Extended Data Fig. 9. Gallic acid reverses mutant-p53-induced WNT suppression and promotes dysplasia and tumorigenesis across the entire gut.

a, Levels of gallic acid in the jejunum and ileum of gallic-acid-treated and non-treated CKIa ^Δgut p53 ^R172H mice. Mean ± s.e.m. (n, number of samples, each pooled from two mice), one-way ANOVA with Tukey’s test. b, qPCR of SDH-coding genes and 16S rRNA genes from mouse stool. Mean ± s.e.m. (n, number of mice from which stool was collected), relative to CKIa ^fl/fl (normalized to 1), one-way ANOVA with Tukey’s test. c, qPCR of SDH-coding genes from the mucosa of different segments of the mouse gut. Mean ± s.e.m. (n, number of mice) relative to CKIa ^fl/fl jejunum (normalized to 1), Kruskal–Wallis with Conover’s test. The y axis is represented as a power of 10. d, H&E-stained sections of mouse jejunum. Inserts show high-magnification images of jejunal villi, demonstrating the grade of dysplasia. Scale bar, 100 μm. e, Average nuclear size in mouse jejunal villi. Overall average of the mean values for each mouse ± s.e.m (n, number of microscope fields), one-sided Student’s t-test. f, Dysplasia score (see Methods) of mouse jejunal villi. Overall average of the mean values for each mouse ± s.e.m (n, number of villi), one-sided Student’s t-test. g, h, Representative images of different segments of the mouse bowel. Arrowheads indicate visible tumours. i, Quantification of visible tumours per mouse. Mean ± s.e.m. (n, number of mice), one-sided Student’s t-test. j, Tumour size (each mouse is colour-coded). Overall average of the mean values for each mouse ± s.e.m (n, number of mice), one-way ANOVA with Tukey’s test. k, H3K4me3 ChIP of WNT target promoters in mouse jejunal enterocytes. Mean enrichment ± s.e.m. (n, number of mice), one-sided Student’s t-test. l, RT–qPCR of WNT targets in mouse jejunal enterocytes. Mean ± s.e.m. (n, number of mice) relative to non-treated CKIa ^fl/fl (normalized to 1), one-sided Student’s t-test. m, IHC of WNT targets in mouse jejunum. Scale bars, 100 μm. n, o, Immunoblot of mouse jejunal enterocytes. PP2Ac, loading control. For gel source data, see Supplementary Fig. 1. Representative data from two or three independent experiments (d, g, h, m–o).

Extended Data Fig. 10. Gallic acid reverses the effect of antibiotic treatment in the distal gut of CKIa ^Δgut p53 ^R172H mice.

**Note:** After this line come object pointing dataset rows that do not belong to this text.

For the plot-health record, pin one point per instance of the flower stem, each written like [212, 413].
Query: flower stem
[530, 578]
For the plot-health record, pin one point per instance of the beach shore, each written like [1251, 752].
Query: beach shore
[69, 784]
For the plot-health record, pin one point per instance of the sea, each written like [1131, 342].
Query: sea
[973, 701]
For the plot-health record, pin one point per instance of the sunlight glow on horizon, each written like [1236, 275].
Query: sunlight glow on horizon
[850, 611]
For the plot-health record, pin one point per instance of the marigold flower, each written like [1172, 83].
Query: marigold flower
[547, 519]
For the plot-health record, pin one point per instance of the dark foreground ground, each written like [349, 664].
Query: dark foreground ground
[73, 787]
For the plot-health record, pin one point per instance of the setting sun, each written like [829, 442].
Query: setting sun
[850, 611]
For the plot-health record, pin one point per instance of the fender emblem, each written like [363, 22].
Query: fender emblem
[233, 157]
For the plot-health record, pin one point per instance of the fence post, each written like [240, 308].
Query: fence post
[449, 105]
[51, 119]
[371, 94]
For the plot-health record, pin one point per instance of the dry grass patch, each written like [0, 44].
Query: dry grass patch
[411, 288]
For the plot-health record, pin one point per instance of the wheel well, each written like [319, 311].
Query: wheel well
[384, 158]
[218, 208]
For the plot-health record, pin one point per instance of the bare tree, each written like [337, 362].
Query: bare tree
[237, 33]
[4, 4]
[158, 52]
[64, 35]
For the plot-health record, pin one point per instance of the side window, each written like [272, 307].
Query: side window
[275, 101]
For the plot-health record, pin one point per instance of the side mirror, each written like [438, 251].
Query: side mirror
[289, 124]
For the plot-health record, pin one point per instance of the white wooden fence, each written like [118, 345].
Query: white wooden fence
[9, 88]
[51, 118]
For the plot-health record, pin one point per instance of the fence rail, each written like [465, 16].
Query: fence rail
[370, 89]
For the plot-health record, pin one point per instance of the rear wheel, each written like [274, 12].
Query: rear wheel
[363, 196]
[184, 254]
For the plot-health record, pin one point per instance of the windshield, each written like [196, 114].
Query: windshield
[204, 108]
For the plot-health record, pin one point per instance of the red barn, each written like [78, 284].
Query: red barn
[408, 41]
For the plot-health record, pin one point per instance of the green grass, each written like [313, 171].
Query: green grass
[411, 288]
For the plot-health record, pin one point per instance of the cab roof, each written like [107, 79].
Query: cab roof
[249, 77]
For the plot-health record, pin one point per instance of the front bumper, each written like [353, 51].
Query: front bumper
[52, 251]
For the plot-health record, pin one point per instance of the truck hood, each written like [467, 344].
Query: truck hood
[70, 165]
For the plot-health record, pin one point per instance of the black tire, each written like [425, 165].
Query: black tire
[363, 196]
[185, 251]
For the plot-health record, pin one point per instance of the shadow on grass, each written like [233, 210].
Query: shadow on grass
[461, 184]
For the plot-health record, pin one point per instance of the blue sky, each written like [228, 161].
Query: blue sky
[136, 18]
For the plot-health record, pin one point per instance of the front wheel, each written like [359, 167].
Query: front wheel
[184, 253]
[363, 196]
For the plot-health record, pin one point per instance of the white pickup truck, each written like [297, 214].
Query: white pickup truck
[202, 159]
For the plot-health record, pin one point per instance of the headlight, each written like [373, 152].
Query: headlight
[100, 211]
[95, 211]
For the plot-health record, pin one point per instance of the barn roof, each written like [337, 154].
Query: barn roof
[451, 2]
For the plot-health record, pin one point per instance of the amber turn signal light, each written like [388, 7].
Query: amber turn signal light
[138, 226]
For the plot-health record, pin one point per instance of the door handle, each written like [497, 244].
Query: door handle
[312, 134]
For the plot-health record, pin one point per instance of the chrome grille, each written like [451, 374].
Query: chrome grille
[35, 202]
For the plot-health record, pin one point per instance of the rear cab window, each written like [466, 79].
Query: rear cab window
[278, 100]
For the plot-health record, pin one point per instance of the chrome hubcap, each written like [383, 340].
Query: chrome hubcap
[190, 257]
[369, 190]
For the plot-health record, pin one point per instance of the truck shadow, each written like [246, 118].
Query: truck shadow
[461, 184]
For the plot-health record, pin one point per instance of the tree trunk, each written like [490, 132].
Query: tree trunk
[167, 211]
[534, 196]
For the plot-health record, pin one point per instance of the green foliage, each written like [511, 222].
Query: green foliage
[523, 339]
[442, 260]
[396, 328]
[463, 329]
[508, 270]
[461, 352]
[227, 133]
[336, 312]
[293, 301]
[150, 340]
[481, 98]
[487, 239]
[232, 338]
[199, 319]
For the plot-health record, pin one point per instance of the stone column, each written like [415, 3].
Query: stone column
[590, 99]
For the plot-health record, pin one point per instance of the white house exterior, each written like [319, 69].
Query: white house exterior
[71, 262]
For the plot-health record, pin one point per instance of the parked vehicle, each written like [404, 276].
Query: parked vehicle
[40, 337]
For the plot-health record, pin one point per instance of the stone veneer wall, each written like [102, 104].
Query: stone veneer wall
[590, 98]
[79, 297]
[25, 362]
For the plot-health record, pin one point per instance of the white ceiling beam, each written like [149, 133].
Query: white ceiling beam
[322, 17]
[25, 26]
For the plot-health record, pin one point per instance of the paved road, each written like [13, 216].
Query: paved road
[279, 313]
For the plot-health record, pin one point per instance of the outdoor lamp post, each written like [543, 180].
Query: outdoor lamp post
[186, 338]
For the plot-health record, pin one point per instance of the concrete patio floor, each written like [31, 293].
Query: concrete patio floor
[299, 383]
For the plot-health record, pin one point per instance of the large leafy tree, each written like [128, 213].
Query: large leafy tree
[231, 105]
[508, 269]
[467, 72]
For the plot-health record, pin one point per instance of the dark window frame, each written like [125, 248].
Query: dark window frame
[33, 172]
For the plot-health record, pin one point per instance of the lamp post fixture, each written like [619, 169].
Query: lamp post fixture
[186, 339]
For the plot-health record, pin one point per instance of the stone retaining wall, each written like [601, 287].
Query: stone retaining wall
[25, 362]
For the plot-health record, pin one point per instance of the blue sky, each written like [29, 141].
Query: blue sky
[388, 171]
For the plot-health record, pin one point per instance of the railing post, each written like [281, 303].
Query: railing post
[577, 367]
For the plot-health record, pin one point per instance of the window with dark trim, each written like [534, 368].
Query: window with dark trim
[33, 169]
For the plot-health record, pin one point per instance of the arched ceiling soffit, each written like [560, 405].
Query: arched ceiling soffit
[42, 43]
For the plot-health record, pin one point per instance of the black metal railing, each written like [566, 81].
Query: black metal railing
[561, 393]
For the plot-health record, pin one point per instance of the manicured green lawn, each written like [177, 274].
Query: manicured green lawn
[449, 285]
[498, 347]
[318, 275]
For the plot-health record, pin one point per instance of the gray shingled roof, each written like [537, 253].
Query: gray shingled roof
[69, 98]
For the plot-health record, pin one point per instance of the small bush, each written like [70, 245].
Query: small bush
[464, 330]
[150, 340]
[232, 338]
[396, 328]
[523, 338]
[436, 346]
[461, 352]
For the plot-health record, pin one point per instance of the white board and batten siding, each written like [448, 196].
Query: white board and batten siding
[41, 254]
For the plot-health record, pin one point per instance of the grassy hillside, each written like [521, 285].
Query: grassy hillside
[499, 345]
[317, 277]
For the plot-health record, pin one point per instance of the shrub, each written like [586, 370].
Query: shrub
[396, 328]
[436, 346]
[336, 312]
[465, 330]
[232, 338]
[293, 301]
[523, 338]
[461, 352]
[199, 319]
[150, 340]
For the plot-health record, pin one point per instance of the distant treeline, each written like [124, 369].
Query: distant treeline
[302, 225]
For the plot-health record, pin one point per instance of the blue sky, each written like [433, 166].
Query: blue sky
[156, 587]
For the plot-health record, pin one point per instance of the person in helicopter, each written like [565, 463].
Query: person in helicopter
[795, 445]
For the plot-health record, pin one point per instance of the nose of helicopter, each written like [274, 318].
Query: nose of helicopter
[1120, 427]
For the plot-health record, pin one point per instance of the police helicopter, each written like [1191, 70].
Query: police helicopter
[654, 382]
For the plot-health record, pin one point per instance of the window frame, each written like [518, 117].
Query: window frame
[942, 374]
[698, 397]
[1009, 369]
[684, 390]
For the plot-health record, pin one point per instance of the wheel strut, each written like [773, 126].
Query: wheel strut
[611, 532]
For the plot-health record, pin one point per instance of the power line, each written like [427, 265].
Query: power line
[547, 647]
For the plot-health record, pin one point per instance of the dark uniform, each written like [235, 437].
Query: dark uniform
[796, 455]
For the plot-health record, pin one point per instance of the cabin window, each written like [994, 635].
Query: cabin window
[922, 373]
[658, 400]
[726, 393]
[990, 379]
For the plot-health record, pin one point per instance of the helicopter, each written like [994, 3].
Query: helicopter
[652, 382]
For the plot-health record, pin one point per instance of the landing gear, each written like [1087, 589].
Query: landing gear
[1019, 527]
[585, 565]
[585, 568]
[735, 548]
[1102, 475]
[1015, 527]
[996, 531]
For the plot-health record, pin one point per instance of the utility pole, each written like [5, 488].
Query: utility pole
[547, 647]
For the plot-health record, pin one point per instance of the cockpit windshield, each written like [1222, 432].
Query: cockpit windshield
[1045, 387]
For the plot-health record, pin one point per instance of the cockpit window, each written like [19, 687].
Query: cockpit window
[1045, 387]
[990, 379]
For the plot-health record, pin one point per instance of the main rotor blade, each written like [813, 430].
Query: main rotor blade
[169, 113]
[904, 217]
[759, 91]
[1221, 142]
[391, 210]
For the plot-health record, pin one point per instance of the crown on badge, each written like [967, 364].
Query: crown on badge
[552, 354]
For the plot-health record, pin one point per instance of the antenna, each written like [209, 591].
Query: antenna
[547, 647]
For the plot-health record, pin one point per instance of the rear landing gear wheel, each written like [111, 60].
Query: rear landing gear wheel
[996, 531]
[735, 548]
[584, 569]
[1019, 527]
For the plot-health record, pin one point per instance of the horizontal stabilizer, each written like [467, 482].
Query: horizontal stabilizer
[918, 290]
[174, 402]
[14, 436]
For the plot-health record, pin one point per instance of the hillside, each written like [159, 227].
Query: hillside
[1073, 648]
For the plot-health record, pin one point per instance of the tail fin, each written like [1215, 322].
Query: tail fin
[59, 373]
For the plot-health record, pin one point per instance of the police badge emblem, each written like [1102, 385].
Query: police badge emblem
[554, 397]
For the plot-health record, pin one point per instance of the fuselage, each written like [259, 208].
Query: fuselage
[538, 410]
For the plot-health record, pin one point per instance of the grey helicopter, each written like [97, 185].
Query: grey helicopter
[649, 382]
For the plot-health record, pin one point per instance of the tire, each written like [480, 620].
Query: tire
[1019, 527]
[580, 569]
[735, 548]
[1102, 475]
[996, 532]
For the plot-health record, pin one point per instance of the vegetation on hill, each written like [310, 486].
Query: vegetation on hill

a, b, H&E-stained sections of mouse ileum (a) and colon (b). Scale bars, 100 μm. c, IHC of Ki67 in mouse ileum and colon. Scale bars, 100 μm. d, RT–qPCR of WNT targets in mouse ileal enterocytes. Mean ± s.e.m. (n, number of mice) relative to antibiotic-treated CKIa ^fl/fl (normalized to 1), one-sided Student’s t-test. e, f, IHC of WNT targets in mouse ileum (e) and colon (f). Scale bars, 100 μm. Representative data from two or three independent experiments (a–c, e, f).

Data availability

The source gels for immunoblots are provided in Supplementary Fig. 1. All sequencing data of the study are available at Array Express: the ChIP–seq results and enrichment data are available with accession code E-MTAB-7858 and the RNA-seq results and gene expression data are available with accession code E-MTAB-7859.Source data are provided with this paper.